Federal Reserve Pushes Banks To Store More Capital
The U.S. Federal Reserve proposed a new plan earlier this week would require eight of the country’s largest banks and financial institutions to aside a greater amount of capital in event of a financial crisis.
It’s no secret that one of the factors contributing to the 2007-2008 economic meltdown was a lack of capital by banks. When homeowners defaulted on their mortgage, the banks were forced to foot the bill. Of course, this triggered a chain reaction in which the Federal Reserve was forced to bail them, spending billions of taxpayers’ dollars.

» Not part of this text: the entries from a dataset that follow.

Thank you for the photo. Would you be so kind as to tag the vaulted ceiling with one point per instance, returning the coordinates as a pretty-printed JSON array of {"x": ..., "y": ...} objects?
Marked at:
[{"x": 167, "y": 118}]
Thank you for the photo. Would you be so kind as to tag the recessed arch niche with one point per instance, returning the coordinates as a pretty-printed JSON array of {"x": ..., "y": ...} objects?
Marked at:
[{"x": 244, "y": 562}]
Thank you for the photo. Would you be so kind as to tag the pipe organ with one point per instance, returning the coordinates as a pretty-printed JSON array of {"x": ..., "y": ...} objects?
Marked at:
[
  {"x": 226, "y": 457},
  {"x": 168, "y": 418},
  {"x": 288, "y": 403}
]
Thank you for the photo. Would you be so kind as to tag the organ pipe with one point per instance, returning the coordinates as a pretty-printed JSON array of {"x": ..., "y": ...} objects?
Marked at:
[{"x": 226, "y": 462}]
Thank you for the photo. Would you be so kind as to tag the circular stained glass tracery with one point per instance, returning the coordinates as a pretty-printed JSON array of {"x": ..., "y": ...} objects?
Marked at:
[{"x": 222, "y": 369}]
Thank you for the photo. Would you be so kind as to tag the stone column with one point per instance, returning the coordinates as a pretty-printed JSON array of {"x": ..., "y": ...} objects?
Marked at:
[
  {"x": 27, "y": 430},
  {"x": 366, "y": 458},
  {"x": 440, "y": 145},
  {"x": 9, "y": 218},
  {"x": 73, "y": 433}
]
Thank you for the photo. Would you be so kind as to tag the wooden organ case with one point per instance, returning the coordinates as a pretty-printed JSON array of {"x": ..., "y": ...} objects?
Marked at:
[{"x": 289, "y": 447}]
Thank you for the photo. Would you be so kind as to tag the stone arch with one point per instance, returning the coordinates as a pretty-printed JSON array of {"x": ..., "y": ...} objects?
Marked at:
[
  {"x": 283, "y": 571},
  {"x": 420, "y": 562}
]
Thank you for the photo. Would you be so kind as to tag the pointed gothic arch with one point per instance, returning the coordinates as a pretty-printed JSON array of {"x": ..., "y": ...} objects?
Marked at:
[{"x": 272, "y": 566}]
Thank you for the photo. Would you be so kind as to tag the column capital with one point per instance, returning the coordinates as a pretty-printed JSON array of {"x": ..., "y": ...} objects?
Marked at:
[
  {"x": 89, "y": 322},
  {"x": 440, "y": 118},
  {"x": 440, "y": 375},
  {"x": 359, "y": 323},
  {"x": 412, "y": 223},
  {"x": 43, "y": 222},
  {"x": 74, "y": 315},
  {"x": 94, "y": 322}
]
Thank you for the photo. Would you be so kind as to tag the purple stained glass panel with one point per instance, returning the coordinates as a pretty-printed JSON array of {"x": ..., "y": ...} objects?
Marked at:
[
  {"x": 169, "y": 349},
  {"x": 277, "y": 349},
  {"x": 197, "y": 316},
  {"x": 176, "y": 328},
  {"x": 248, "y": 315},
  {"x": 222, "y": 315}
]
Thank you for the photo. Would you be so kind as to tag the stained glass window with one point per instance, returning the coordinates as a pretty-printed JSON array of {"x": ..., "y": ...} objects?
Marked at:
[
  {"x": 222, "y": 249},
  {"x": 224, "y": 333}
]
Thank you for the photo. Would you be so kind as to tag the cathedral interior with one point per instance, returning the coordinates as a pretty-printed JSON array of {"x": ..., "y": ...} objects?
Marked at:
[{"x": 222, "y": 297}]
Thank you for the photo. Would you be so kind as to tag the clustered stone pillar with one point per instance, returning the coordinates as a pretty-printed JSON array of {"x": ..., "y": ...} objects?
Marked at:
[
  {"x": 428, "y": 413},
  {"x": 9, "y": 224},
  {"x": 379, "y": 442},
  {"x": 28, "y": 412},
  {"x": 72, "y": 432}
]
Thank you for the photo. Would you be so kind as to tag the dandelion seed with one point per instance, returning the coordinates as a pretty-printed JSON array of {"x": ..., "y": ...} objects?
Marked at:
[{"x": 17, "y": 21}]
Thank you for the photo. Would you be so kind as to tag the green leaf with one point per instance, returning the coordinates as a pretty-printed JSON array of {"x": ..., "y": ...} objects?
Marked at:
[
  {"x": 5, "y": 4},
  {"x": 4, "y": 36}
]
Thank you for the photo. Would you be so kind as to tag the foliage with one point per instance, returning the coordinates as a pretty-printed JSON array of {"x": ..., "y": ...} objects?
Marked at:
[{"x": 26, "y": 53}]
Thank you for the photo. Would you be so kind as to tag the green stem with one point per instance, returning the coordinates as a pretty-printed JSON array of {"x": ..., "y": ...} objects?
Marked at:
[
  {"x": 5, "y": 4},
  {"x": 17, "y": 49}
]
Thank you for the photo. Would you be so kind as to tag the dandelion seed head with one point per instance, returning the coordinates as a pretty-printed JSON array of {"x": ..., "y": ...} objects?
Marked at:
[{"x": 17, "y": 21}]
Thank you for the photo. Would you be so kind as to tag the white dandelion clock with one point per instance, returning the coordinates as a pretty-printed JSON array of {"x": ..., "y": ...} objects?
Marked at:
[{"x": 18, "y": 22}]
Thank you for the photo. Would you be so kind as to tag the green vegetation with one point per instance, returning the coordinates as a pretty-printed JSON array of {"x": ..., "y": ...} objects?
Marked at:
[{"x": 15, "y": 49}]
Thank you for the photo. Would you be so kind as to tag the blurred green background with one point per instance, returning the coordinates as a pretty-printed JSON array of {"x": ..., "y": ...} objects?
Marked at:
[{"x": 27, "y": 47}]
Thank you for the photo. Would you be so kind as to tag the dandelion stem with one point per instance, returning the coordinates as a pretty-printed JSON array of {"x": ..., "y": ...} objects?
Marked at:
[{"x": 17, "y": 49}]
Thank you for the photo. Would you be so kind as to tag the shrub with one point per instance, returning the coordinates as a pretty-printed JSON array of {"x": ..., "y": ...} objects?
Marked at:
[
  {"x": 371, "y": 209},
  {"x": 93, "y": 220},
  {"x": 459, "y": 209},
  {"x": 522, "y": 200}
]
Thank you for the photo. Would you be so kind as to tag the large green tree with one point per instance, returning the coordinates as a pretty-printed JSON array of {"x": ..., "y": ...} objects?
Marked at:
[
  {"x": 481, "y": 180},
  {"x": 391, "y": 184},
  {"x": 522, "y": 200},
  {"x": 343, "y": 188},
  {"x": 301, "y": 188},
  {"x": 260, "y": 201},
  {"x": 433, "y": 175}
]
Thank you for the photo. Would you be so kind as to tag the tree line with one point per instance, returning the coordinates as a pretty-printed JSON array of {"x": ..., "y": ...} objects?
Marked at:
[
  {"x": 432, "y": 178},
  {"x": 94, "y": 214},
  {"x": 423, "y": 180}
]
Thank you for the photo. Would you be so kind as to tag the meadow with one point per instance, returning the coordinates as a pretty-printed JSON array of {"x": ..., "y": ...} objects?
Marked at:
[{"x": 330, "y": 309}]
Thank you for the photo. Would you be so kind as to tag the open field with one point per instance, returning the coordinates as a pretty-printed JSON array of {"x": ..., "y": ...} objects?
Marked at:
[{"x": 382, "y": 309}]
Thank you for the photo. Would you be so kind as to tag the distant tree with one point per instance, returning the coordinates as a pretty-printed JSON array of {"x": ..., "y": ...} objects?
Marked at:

This new plan would require banks to allocate money so this type of crisis doesn’t reoccur. According to an article published by the NY Times, the eight banks of which this proposed plan affects — JPMorgan Chase, Goldman Sachs, State Street, Morgan Stanley, Bank of New York Mellon, Bank of America, Wells Fargo and Citigroup — would have to raise $21 billion in additional capital. That may seem like a hefty figure, but federal regulators say most, if not all, of the banks affected already have this amount of capital set aside.
Up until now, banks operating in the U.S. are required to have a minimum of 7% capital based on their assets. Under this new proposal, however, the Federal Reserve will add various “surcharges” based on the bank’s size, business locations, and its overall function. Generally speaking, larger banks will be subject to greater surcharges, which subsequently increases their respective capital requirements.
Small businesses that aim to provide venture capital to start up businesses and entrepreneurs, on the other hand, will feel less of a shock from the Federal Reserve’s proposed plan. Assuming the bank has a “simple” operation (offering small business loans, venture capital, etc.), it will receive fewer/lower surcharges.
“The proposed regulation differs from the international framework in two significant respects: the calibration of surcharges would generally be higher than those applicable to the eight covered U.S. banks under the international standard, and the formula by which we calculate applicable surcharges would directly take into account the reliance of each firm on short-term wholesale funding,” wrote the Federal Reserve in a description of the proposed plan to increase capital requirements for U.S. banks.